|Hurricane Matthew left behind this treasure-chest|
of shells at low tide.
Sometimes we have to move from the lesser to the greater, a familiar argument in the Bible.
Matthew 6:Behold the fowls of the air: for they sow not, neither do they reap, nor gather into barns; yet your heavenly Father feedeth them. Are ye not much better than they?
Anyone with the slightest knowledge of Creation realizes that every single living organism in Nature, - as they often call it - has a purpose. Luther wondered about flies, but now we know that their repulsive maggots are ideal for cleaning up infections, since the little worms devour dead tissue and leave behind an antiseptic. One would think doctors prayed that God would create something that worked when powerful antibiotics failed.
But what about the Tachinid Fly, that looks like a common housefly, but works in the garden? The Tachinid Flies lay their eggs on or near pests, so their babies devour aphids or other insect pests on roses, growing up into parents who lay eggs near or on destructive insects.
Likewise, the purpose of the rose, from a beneficial insects' perspective, is to provide a place where food is available for their babies when they hatch. The adult stage of many beneficial insects will feast on nectar or pollen, so the plant also supports adults.
Adult tachinids feed on pollen, nectar, and honeydew and are important pollinators. They are very active fliers and are often seen alighting on flowers, fences, rocks, and people. All species of tachinids are parasitoids that use various insects as larval hosts. Most species use caterpillars (cabbage loopers, corn borers, gypsy moths, cutworms, fall armyworms, coddling moth larvae, leaf rollers, bollworms, and many, many others) as hosts while other species parasitize adult and larval beetles, and even various true bugs and sawfly larvae. Tachinids can be generalists that use assorted species as larval hosts or specialists relying on only one species to feed their developing young.
Walliser, Jessica. Attracting Beneficial Bugs to Your Garden: A Natural Approach to Pest Control (Kindle Locations 862-867). Timber Press. Kindle Edition.
All scientists recognize the overlapping purpose of Creation and state those observations, often without acknowledging the contrast with their evolutionary philosophy. If a an insect has menacing and beastly eyes on its back - so they will protect themselves from predators (purpose clause) - then one philosophical viewpoint must give way to the other.

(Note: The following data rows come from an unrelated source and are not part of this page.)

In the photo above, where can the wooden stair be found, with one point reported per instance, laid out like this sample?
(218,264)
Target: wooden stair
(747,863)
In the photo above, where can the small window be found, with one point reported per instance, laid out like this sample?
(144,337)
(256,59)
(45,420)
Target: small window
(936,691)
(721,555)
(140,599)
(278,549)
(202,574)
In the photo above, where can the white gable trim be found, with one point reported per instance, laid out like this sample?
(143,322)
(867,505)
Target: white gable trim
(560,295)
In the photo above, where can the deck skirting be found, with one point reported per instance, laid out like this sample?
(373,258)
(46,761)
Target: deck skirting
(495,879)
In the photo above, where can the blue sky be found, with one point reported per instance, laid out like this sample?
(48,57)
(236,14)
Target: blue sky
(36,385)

The Viceroy Butterfly has taken purpose to the ultimate stage - deliberately, with malice of forethought - looking like the horrible tasting Monarch Butterfly, for the very purpose of fooling its predators into avoiding them. After all, any butterfly that develops on the toxic Milkweed plant has to taste far worse than cafeteria food at the junior high school. "Come let us reason together," said the Viceroy, "and discard our beautiful colors for the livery of the icky-tasting Monarch. Only that change can ensure our stability, growth, and prosperity."
Sure enough, a couple in Arizona spotted a Viceroy in my garden and said, "Look, a Monarch!" The plan worked.

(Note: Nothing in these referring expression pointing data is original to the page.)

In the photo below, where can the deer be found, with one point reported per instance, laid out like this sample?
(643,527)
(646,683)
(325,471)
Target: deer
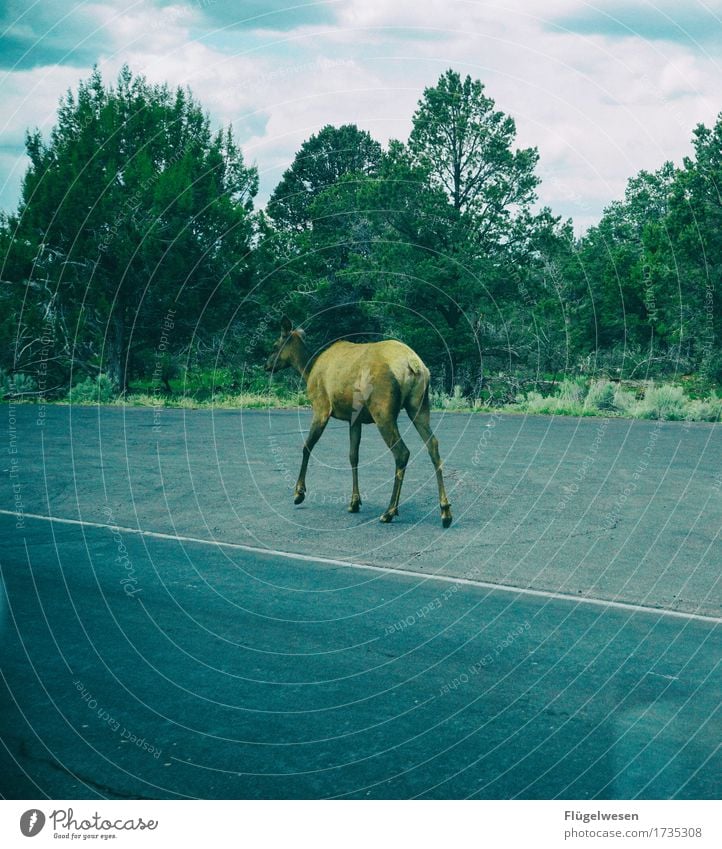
(362,383)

The purpose of each appetite, camouflage, and taste is determined by the Creator, not the creature. Only man can sit and ponder his purpose in life. The animals, plants, even the fungi simply go about fulfilling their purpose.
From the Lesser to the Greater
If animals and plants have a given purpose, often an overlapping purpose and multiple dependencies, does God also give purpose to humans, the pinnacle of Creation?
Jesus teaches - we do have a purpose, no matter what we may think at a given moment, when disasters strike, when illness takes a loved one away, when jobs disappear, when physical or emotional pain dominates.
Matthew 6:26 Behold the fowls of the air: for they sow not, neither do they reap, nor gather into barns; yet your heavenly Father feedeth them. Are ye not much better than they? 27 Which of you by taking thought can add one cubit unto his stature?
When people see their purpose in life, the barriers and pain decrease, but may not go away. From a Christian point of view, whatever is done in faith glorifies God - and that is our purpose.
One person I know is especially productive when a malady is at its worst. Others look at the output and say, "What a gift!" - which is true.
I think, "Oh oh, another really bad spell." There is not an operation or pill for everything, but faith moves us to turn the ugly caterpillar of pain into a butterfly.